The axes object, if show = False. Nothing, just plots the figure. Optionally saves it based on save.

Notes

This function is a Python re-implementation of the following original R function with some minor stylistic differences. This function will not recreate the results from [Mittnenzweig et al., 2021], because there, the Metacell model [Baran et al., 2019] was used to compute the flow, whereas here the transition matrix is used.

read#

static WOTKernel.read(fname, adata=None, copy=False)#

De-serialize self from a file.

Parameters:
  • fname (Union[str, Path]) – Filename from which to read the object.

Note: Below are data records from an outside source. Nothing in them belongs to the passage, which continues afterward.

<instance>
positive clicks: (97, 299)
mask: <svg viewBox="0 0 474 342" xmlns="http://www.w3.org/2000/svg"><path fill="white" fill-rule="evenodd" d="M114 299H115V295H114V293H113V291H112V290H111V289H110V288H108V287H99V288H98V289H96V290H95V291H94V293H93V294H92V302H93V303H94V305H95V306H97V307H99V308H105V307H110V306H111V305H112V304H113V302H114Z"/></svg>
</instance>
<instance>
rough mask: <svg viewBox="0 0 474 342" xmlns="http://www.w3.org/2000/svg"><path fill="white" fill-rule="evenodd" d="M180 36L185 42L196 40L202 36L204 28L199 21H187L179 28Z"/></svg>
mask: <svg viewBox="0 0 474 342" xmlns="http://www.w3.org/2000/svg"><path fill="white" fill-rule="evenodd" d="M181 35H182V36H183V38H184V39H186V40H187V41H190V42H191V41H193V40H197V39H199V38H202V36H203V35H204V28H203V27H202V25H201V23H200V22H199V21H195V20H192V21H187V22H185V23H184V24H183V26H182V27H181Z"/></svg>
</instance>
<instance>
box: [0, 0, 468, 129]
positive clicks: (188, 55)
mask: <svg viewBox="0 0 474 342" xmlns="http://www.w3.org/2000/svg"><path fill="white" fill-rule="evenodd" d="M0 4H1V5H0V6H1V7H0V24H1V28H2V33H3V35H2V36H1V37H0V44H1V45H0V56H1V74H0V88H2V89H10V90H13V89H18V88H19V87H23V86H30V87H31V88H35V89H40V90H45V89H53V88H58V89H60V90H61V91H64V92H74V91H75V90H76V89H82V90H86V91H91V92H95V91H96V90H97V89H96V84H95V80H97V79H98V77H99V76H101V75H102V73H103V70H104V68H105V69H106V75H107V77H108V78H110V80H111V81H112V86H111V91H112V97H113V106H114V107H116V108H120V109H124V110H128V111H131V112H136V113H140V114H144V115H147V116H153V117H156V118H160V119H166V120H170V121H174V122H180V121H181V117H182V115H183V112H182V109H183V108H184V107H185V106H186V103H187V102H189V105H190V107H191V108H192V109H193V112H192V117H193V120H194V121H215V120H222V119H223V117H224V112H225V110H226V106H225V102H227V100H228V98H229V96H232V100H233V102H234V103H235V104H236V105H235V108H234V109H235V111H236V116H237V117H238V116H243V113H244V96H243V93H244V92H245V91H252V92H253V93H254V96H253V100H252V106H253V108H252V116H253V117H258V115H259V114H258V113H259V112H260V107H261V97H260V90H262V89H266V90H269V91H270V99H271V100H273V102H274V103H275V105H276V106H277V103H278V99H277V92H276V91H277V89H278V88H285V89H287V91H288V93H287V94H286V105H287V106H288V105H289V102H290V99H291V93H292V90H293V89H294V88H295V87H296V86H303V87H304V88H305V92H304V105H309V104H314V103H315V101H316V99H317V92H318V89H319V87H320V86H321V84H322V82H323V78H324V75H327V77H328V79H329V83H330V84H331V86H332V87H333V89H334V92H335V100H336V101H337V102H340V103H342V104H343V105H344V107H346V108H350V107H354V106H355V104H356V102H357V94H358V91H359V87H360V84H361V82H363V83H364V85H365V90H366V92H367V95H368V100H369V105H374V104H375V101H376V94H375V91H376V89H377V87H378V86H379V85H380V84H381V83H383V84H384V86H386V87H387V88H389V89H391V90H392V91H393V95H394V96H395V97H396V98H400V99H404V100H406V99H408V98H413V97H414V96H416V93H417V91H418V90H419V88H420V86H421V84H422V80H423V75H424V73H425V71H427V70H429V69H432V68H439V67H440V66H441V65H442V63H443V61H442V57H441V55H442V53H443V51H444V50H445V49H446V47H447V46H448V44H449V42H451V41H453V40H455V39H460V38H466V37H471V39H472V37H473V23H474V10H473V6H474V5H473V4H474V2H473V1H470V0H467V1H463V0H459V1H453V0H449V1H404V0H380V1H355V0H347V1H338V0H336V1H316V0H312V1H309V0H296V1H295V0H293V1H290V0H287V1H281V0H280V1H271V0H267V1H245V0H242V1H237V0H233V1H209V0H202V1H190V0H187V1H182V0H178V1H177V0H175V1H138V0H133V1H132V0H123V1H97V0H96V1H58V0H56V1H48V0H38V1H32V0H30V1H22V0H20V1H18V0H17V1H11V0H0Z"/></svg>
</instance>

  • adata (Optional[AnnData]) – anndata.AnnData object to assign to the saved object. Only used when the saved object has adata and it was saved without it.

  • copy (bool) – Whether to copy adata before assigning it or not. If adata is a view, it is always copied.

Return type:

IOMixin

Returns:

The de-serialized object.

write#

WOTKernel.write(fname, write_adata=True, ext='pickle')#

Serialize self to a file.

Parameters:
  • fname (Union[str, Path]) – Filename where to save the object.

  • write_adata (bool) – Whether to save adata object or not, if present.

  • ext (Optional[str]) – Filename extension to use. If None, don’t append any extension.

Return type:

None

Returns:

Nothing, just writes itself to a file using pickle.

write_to_adata#

WOTKernel.write_to_adata(key=None, copy=False)#

Write the transition matrix and parameters used for computation to the underlying adata object.

Parameters:

key (Optional[str]) – Key used when writing transition matrix to adata. If None, the key will be determined automatically.

Return type:

None

Returns:

Updates the adata with the following fields:

  • .obsp['{key}'] - the transition matrix.

  • .uns['{key}_params'] - parameters used for the calculation.